A. M. : L’important, ce n’est pas ce que je ressens, mais plutôt ce que les gens parviennent à remettre en question. La performance, c’est une expérience d’honnêteté, d’émotion. Au lieu de performer l’émotion, on la cherche chez l’autre. Au contraire, la mode, c’est plutôt de l’artifice : dans la performance, le corps est sans artifice. Je me suis dirigé.e vers l’essentiel en retirant toutes ces couches de vêtements.

 

 

O. A. : Qu’est-ce que tu espères transmettre au public?

 

A. M. : Mon travail se situe à l’intersection des identités queer et de l’écologie. Il est une composition de tout ce que je suis, en tant que personne queer racisée. J’essaie de démêler mon histoire, de me comprendre : j’essaie de transmettre mon message le plus clairement possible à une audience, mais le processus de création me sert aussi à me dépasser, à démêler des fils. Je parle de moi, mais mes témoignages personnels deviennent collectifs.

 

En créant, j'apprends à me maîtriser, à me pardonner, à guérir, à dépasser mes limites physiques aussi bien que mentales. La performance, c’est une catharsis vécue à la fois par l’audience et par le performeur. 

Pour moi, la création est un instrument pour dire les choses, les comprendre. Cette performance n’est qu’une phrase dans un enchaînement de phrases avant moi : c’est ça, la résistance. C’est essayer de laisser quelque chose à la génération qui va venir, même si le livre qu’on écrit ne sera jamais fini de notre vivant.

Par son peu d’artifices, la performance doit pousser le public à se questionner sur ses acquis, à s’interroger sur sa complicité. Ce que je fais, c’est des tentatives de re-questionnement  de ce qui est la justice : on sait que les choses ne vont pas s’améliorer du jour au lendemain, mais performance après performance, je me comprends davantage, je vis plus.
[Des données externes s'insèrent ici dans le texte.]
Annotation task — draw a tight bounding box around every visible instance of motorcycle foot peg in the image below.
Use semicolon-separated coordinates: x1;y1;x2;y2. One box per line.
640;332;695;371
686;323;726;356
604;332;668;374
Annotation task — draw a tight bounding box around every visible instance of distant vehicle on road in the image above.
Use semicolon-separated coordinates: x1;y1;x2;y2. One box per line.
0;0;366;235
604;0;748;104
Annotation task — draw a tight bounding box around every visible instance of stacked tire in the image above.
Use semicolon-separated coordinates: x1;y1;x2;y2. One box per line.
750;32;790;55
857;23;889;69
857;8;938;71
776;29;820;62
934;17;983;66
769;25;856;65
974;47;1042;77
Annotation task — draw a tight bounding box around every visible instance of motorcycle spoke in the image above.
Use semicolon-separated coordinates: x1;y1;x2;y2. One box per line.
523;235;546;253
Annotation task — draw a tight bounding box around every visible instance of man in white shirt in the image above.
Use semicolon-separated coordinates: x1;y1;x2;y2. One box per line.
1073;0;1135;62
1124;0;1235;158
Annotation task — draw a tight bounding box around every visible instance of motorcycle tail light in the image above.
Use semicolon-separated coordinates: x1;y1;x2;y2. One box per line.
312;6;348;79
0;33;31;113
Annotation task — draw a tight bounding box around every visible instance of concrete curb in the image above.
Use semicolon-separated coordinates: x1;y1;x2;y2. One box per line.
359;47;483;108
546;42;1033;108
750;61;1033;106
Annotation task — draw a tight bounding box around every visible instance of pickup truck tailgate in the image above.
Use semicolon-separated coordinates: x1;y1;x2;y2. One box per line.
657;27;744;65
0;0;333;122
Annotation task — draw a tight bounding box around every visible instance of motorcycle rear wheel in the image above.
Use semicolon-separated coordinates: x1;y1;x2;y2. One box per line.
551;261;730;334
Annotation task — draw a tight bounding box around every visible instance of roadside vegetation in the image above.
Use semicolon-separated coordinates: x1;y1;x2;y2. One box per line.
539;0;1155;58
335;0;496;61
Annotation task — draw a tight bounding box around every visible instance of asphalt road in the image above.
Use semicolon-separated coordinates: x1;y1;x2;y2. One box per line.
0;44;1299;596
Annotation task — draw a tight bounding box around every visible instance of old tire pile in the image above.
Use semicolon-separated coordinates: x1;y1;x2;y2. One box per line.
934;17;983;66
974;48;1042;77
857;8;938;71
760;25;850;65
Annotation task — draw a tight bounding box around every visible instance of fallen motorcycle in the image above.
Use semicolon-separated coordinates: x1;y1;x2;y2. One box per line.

Je confronte mon corps et mon vécu aux injustices de la société, au public, à moi-même.

 

 

O. A. : Que voudrais-tu que le public remette en cause devant tes performances ? 

 

A. M. : Je veux d’abord me confronter moi-même au public, poser des questions pour trouver des réponses ensemble. En me montrant nu.e, je baisse ma garde, je suis vulnérable et je m’autorise à sentir mes émotions dans toute leur intensité. La performance est un espace dans lequel on n’a pas à maquiller la réalité. Je suis très politisé.e parce que j’ai grandi sous la dictature. Ce qui m’intéresse dans mon travail, c’est l’aspect social et sociologique. 

 

 

O. A. : Comment définirais-tu le pinkwashing

 

A. M. : Tout commence par la récupération. C’est un outil que la communauté utilise beaucoup : on récupère des insultes, et on se les approprie. Le pinkwashing utilise la même méthode mais dans  le mauvais sens. On ne fait que te donner l'impression que tu as des droits. Au travers du pinkwashing, les droits de notre communauté deviennent une marchandise. C’est pour ça qu’on doit veiller nous même à la bonne évolution de nos droits et à l’archivage de notre mémoire internationale.

 

O. A. : Que faire pour lutter contre le pinkwashing?

 

A. M. : Il faut qu’on fasse comprendre au monde que bien qu’on soit pareil.les sur un niveau biologique, on est différent.es sur un niveau social. Les homos et les hétéros n’ont pas les mêmes problématiques : dans un système donné, entre un.e hétérosexuel.le et un.e homosexuel.le, on choisirait l'hétérosexuel.le. On n’est donc pas pareil.les. C’est une invention de l'hétéronormativité pour nous rendre ‘normaux’, et nous inclure dans un chemin binaire. Ce n’est qu’en acceptant de voir ces différences que les choses peuvent changer.